My classroom is like Toys "R" Us.

It's full of everything that a child could possibly want: Legos. Beanbags. Puppets. (Unfortunately, since I teach theatrical design/construction, it's also filled with spraypaint and box cutters. Not to mention thousands of dollars of audio-visual equipment.) It would be difficult for any child with poor impulse control to walk into my classroom and NOT grab everything she could get her hands on.

And sometimes, that happens.

Last week, over $300 worth of Legos were stolen from my classroom. I'm mentioning the price, but that's really not what's important. (After all, my school offered to repurchase all of the kits.) The important part is that my eighth grade students had been working on those kits for almost a month. When they discovered that all of their work had been for nothing, that someone had stolen their Lego constructions in what appeared to be the dead of night, they were incredibly upset -- and I didn't blame them. One of my students vowed to track down the thief and "teach him a lesson." I told him that, no, he couldn't launch his own private investigation and then wreak vigilante justice on the perpetrator. But I understood his frustration.


(DON'T TOUCH THE LEGOS.)

And I tried my damnedest to recover those Lego kits. I noticed that they were missing during Saturday Boost (our school's Saturday academic enrichment program), so the Boost Coordinator and I found a way to unobtrusively check student backpacks to make sure that no one was smuggling out thousands of Lego parts. No dice. I contemplated other possible methods for Lego recovery. Should we make an auto-dialer call to parents, asking them to check their children's bedrooms for strange and unusual Legos? Should we interrogate all of the students who had Friday after-school detention? Take them into the Dean's office, one-by-one, and see who cracks first? Should we run a covert undercover operation, entrusting a crafty fifth grader to question her peers and find out who was responsible? I dedicated way more mental space than I should have to how we could solve the mystery -- but, at the end of the day, it all just seemed detrimental to classroom culture. While I wanted my students to believe that justice always prevails, I also didn't want my classroom to resemble a McCarthy hearing.

Besides, justice DOESN'T always prevail. And maybe it's better for students to learn that lesson in middle school over stolen Legos than out in the "real world."


(Let's all just be glad that no one has stolen the spraypaint yet.)

On the bright side, an incredible coalition of boys volunteered to come in after-school on Friday to help reassemble the Lego dragon. And while they weren't able to finish (or even come close), the fact that they were willing to cut into their weekend time to get this film project off the ground meant a lot to me.

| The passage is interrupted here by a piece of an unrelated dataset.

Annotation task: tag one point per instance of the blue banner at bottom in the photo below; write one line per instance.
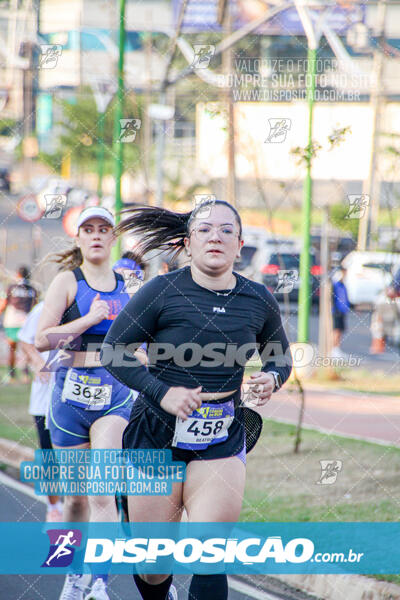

The reality of the situation is that students are going to steal. And lie. And get into fights. Because they're children who are still trying to figure out how to deal with the sticky situations that life tosses at them. They haven't yet developed the skills necessary to cope with frustration, so they respond by stealing a Lego dragon. Or throwing it in the trash. Or maybe hiding it in another classroom. (We haven't figured out exactly what happened yet.) While we teach coping strategies in our classrooms, it takes a while for students to get the hang of using them on a regular basis and presenting themselves like a high school-ready/college-bound scholar. Until then, we have to accept that our fifth and sixth graders are a "work in progress" and that they're sometimes going to make the wrong choices. That's part of growing up, and we need to accept that -- instead of calling our parents and complaining for hours about how we need to lock down detention so that students can't wander the hallways and steal our Legos. It doesn't mean that they're "bad kids" or that they don't like us or our class; it just means that they haven't mastered emotional constancy yet, but they'll get there.

Until then, I'll spend my Friday afternoons sitting in my classroom, sticking together Lego bits and listening to students say things like: "Lego can't really sue us for using their products in a film. After all, if we release our film under parody laws, we should be fine."